Фрак был запрещен, так как гости Вердюренов были среди «приятелей» и не хотели походить на «скучных людей», от которых они сторонились как от чумы; их приглашали только на большие вечера, даваемые по возможности реже и только в тех случаях, если они могли развлечь художника или упрочить репутацию музыканта. В остальное время довольствовались игрой в шарады, костюмированными ужинами, но среди своих, не вводя никого чужого в «кружок».

Но, по мере того как «приятели» занимали все больше и больше места в жизни г-жи Вердюрен, скучным и достойным порицания становилось все то, что удерживало друзей вдали от нее, что мешало им иногда быть свободными: мать одного из них, профессия другого, дача или нездоровье третьего. Если доктор Котар считал своим долгом встать из-за стола, чтобы возвратиться к какому-нибудь серьезно больному пациенту, – «Кто знает, – говорила ему г-жа Вердюрен, – может быть, для него будет гораздо лучше, если вы не станете беспокоить его сегодня вечером; он отлично поспит без вас; завтра рано утречком вы навестите его и найдете совсем выздоровевшим». С самого начала декабря она делалась больна от мысли, что «верные» изменят ей в день Рождества и Нового года. Тетка пианиста требовала, чтобы он шел с нею в этот день на семейный обед к ее матери.

– Неужели вы думаете, что ваша матушка умрет, – в сердцах восклицала г-жа Вердюрен, – если вы не пообедаете с нею в день Нового года, как в провинции!

Ее беспокойство возобновлялось на Страстной неделе:

– Вы, доктор, – ученый, умный человек; вы, понятно, придете в Страстную пятницу, как во всякий другой день, – сказала она Котару в первый год существования «кружка» таким уверенным тоном, словно не могла сомневаться в ответе.
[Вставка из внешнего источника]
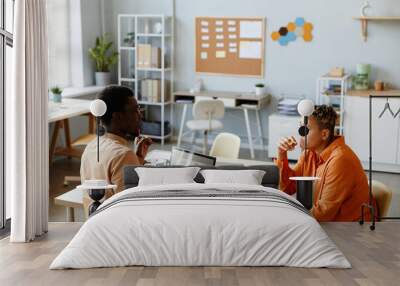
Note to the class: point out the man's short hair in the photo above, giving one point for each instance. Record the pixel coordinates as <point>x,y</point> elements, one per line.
<point>326,118</point>
<point>116,98</point>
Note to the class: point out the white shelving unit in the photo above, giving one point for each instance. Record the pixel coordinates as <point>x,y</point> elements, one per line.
<point>134,29</point>
<point>331,97</point>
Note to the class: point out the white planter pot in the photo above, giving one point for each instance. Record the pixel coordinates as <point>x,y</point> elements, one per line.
<point>103,78</point>
<point>56,98</point>
<point>260,91</point>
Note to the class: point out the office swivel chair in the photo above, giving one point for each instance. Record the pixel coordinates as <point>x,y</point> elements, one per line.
<point>82,141</point>
<point>205,119</point>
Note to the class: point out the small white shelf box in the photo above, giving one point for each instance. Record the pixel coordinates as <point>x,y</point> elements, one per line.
<point>132,30</point>
<point>326,96</point>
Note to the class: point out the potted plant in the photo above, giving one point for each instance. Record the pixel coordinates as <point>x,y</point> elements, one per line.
<point>260,89</point>
<point>129,40</point>
<point>104,58</point>
<point>56,93</point>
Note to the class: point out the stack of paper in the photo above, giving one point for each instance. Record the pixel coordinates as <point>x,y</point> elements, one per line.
<point>288,106</point>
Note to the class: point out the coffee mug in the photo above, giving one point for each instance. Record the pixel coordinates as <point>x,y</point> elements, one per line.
<point>379,85</point>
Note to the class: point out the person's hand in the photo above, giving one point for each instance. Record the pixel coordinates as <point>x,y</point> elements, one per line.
<point>142,146</point>
<point>286,144</point>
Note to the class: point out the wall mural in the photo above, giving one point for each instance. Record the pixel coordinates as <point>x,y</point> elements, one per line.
<point>294,30</point>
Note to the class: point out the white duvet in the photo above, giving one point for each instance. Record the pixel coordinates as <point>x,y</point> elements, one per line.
<point>203,232</point>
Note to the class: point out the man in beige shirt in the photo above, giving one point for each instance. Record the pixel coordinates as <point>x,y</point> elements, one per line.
<point>122,124</point>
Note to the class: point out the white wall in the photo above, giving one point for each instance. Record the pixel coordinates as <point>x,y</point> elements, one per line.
<point>291,70</point>
<point>59,43</point>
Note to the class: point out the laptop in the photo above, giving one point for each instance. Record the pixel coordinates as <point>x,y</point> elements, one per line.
<point>182,157</point>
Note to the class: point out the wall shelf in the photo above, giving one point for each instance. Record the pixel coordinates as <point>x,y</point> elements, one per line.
<point>365,20</point>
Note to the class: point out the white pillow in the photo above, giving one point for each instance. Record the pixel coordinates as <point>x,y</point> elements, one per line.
<point>166,176</point>
<point>247,177</point>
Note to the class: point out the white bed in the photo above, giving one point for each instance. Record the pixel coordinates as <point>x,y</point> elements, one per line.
<point>202,231</point>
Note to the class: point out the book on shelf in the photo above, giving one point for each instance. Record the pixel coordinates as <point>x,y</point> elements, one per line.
<point>151,90</point>
<point>148,56</point>
<point>155,57</point>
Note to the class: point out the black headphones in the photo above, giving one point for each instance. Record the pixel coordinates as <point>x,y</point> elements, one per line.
<point>304,130</point>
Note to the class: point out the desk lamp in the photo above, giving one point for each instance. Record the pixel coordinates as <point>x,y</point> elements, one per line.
<point>304,184</point>
<point>96,188</point>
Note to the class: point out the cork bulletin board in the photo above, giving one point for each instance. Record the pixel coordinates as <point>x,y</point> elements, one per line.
<point>230,46</point>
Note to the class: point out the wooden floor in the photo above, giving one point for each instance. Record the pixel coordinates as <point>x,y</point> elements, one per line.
<point>375,257</point>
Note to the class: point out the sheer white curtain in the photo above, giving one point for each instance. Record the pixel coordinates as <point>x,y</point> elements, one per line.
<point>27,123</point>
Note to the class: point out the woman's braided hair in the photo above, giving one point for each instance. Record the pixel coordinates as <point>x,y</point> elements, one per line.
<point>326,118</point>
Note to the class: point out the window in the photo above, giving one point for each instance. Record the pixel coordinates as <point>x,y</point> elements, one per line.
<point>6,44</point>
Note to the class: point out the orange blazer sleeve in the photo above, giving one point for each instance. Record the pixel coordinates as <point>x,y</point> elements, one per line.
<point>336,188</point>
<point>117,167</point>
<point>285,172</point>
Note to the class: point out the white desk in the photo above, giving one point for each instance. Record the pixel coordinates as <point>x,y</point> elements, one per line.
<point>71,200</point>
<point>67,108</point>
<point>164,155</point>
<point>59,113</point>
<point>71,92</point>
<point>232,100</point>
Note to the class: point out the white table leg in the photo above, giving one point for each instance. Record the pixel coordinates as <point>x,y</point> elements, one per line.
<point>259,126</point>
<point>183,118</point>
<point>70,214</point>
<point>249,136</point>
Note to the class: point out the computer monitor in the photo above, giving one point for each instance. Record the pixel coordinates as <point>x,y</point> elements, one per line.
<point>182,157</point>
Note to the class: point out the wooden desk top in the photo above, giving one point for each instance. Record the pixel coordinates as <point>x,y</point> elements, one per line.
<point>223,94</point>
<point>67,108</point>
<point>367,93</point>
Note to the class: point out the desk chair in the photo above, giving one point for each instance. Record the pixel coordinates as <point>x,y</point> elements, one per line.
<point>383,197</point>
<point>205,119</point>
<point>226,145</point>
<point>82,141</point>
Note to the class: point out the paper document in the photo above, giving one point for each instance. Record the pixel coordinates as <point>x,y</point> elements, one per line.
<point>220,54</point>
<point>203,55</point>
<point>250,50</point>
<point>251,29</point>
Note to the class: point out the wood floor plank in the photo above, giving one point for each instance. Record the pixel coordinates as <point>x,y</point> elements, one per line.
<point>375,258</point>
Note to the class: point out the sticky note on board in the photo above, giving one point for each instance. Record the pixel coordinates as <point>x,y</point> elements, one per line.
<point>250,50</point>
<point>220,54</point>
<point>232,29</point>
<point>251,29</point>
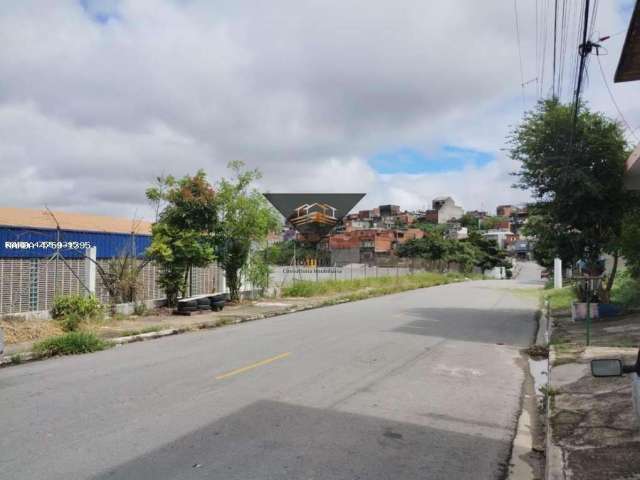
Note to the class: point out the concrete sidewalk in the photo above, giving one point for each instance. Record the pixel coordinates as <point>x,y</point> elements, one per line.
<point>593,434</point>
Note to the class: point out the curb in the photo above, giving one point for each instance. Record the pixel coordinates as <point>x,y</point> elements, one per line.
<point>554,465</point>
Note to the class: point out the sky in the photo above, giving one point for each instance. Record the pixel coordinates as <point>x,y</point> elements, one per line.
<point>403,101</point>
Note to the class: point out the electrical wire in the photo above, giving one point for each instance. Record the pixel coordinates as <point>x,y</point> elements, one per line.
<point>515,9</point>
<point>615,104</point>
<point>555,43</point>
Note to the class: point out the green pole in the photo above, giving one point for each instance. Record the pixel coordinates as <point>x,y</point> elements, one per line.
<point>588,312</point>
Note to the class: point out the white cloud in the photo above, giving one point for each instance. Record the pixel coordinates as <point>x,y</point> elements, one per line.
<point>91,111</point>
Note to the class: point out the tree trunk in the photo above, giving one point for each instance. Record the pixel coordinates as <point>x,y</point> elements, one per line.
<point>233,282</point>
<point>606,292</point>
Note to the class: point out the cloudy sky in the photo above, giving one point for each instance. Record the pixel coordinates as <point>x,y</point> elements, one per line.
<point>403,100</point>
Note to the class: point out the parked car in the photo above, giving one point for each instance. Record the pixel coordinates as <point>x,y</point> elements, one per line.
<point>614,367</point>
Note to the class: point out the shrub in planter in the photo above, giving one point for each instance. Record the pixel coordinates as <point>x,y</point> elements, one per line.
<point>82,306</point>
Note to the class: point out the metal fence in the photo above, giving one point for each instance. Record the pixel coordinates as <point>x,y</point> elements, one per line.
<point>30,284</point>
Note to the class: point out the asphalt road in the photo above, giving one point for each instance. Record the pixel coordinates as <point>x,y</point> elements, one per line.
<point>423,384</point>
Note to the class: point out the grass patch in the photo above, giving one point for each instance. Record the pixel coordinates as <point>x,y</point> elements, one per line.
<point>360,288</point>
<point>538,352</point>
<point>17,330</point>
<point>71,343</point>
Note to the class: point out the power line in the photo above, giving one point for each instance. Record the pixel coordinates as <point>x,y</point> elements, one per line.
<point>613,100</point>
<point>515,9</point>
<point>555,41</point>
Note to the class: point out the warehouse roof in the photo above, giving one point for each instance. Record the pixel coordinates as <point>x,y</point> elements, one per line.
<point>33,218</point>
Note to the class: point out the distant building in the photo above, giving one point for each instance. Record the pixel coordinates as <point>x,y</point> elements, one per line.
<point>444,210</point>
<point>504,210</point>
<point>456,232</point>
<point>503,238</point>
<point>388,210</point>
<point>30,278</point>
<point>477,213</point>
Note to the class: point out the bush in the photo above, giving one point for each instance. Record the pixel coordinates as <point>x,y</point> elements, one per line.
<point>71,343</point>
<point>372,285</point>
<point>70,323</point>
<point>82,306</point>
<point>139,309</point>
<point>626,290</point>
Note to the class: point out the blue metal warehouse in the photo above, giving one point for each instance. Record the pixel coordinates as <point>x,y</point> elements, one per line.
<point>30,278</point>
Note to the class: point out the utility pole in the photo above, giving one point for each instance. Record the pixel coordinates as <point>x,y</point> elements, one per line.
<point>584,49</point>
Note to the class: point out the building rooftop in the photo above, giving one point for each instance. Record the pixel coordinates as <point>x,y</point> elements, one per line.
<point>34,218</point>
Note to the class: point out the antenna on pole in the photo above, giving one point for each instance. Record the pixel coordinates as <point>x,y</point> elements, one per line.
<point>56,255</point>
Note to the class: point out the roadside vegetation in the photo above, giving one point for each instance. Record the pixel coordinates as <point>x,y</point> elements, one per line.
<point>370,287</point>
<point>71,343</point>
<point>71,311</point>
<point>475,251</point>
<point>582,210</point>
Но она дрожала в ожидании его, ибо, если бы он не пришел, она рисковала бы обедать в одиночестве.

– Я приду в Страстную пятницу… попрощаться с вами, потому что мы собираемся провести праздники в Оверни.

– В Оверни? Чтобы отдать себя на съедение блохам и вшам? Большое же благодеяние окажете вы им!

Затем, помолчав немного:

– Вы бы, по крайней мере, сказали об этом нам раньше, мы постарались бы организовать дело и поехали бы туда вместе, с удобствами.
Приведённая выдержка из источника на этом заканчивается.